When you are over age 35, you may feel pressured to make a decision and make it quickly. After all, you think, that biological clock is steadily moving forward. However, this is a decision that can't be rushed and must be made in its own time. You need to look at your life as a whole and evaluate what you really want, what will truly make you happy, and what elements of your life are non-negotiable. While it is true that women have a limited window of fertility, it is also true that women are having children at later stages of life now more than ever. The last thing you want to do is rush into something without examining your true desires.

What to Consider

Having a baby is a momentous occurrence that will influence every single area of your life. It is truly a life-changing event, one that most women who choose to follow that path find changes things for the better. Becoming a mother alters who you are forever and reconfigures your life permanently. Sound scary? It is a bit, but becoming a mother also changes your life in such a way that you simply can't and wouldn't want to imagine life without your child.

At this stage in your life, though, this is a choice that you want to think through completely.

As a parent, you will experience changes in all aspects of your life, including these:

  • Finances

  • Career

  • Living arrangement/housing

  • Free time

  • Friendships

  • Family relationships

  • Long-term goals and plans

  • Energy

  • Emotions

  • Health

You need to weigh the considerable impact a child will have on these areas of your life and decide if these changes are ones you want to have in your life. It's okay if you decide that you don't want to live a life with the changes a child will bring; many women make that same choice and live a happy and completely fulfilled life. You must make a decision that is right for you.

Child-free living is a growing trend. According to the National Center for Health Statistics, in 1975, about one in eleven women were living a child-free life by the age of 44. But by 1993, that number had risen to approximately one in six. At that time, 34.9 million American families were child free, and only 33.3 million families had a child under the age of 18.

Your Various Options

If you think you are interested in having a child, you have many, many options available to you. You can have a baby the traditional way, through a pregnancy with your partner. Traditional pregnancy doesn't work out for everyone, and you may decide you don't want to follow that route. There are other options available to you if you reach one of these conclusions. You can also adopt a baby, use insemination, use an egg donor, use a surrogate, or adopt an older child.

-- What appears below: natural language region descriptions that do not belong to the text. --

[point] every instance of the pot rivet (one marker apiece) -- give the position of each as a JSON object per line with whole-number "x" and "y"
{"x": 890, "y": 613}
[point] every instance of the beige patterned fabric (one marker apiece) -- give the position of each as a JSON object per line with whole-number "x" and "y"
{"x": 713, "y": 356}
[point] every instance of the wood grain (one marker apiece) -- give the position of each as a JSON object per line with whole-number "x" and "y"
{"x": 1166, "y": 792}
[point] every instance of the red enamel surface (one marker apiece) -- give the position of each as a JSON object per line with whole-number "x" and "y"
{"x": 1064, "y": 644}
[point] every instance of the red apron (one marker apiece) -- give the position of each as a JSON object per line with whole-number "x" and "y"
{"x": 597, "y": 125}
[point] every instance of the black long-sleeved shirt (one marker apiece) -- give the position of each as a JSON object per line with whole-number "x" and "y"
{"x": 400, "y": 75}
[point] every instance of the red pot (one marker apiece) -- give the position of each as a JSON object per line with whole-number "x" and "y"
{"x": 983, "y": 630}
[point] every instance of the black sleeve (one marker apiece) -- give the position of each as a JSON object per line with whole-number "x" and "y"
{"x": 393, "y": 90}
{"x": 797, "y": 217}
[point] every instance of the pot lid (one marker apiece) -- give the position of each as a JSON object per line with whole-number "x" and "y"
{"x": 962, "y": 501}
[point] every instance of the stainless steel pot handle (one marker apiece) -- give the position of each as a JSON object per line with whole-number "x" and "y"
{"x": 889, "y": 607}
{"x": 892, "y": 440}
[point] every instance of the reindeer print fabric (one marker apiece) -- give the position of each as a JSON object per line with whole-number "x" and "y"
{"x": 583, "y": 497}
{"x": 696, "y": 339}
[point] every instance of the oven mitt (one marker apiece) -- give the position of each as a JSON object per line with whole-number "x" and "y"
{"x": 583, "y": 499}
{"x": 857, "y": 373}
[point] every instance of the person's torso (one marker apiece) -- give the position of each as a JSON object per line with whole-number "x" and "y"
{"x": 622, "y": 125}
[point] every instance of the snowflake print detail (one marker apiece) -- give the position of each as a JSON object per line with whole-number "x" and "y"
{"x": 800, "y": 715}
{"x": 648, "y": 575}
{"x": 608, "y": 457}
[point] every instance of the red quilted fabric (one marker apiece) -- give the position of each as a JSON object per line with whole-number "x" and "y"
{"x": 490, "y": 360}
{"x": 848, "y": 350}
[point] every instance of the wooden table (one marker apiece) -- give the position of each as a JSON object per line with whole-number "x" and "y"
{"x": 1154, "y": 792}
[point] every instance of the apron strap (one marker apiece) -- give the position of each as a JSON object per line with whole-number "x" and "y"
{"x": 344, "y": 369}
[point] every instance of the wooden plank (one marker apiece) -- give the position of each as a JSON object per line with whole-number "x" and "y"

If you love children and want them to be a part of your life, there are other options and considerations. One choice is to become a foster parent. Foster parents provide loving homes for children who are removed from their parents' homes due to abuse or neglect. Foster parents care for the children until they are returned to their parents or until they are freed for adoption.

Learn more about foster parenting through the Dave Thomas Foundation for Adoption, online at www.davethomasfoundationforadoption.org or by phone at 800-275-3832. Get more information about Big Brothers/Big Sisters of America at their Web site www.bbbs.org and use their locator to find your local agency.

There are also Big Brother/Big Sister programs that pair adults with kids who need guidance and friendship. Many schools have mentoring programs where adults help kids read, assist with homework, teach the basics of business, or just provide support. You might also consider a career change so that you could become a teacher and work with children every day.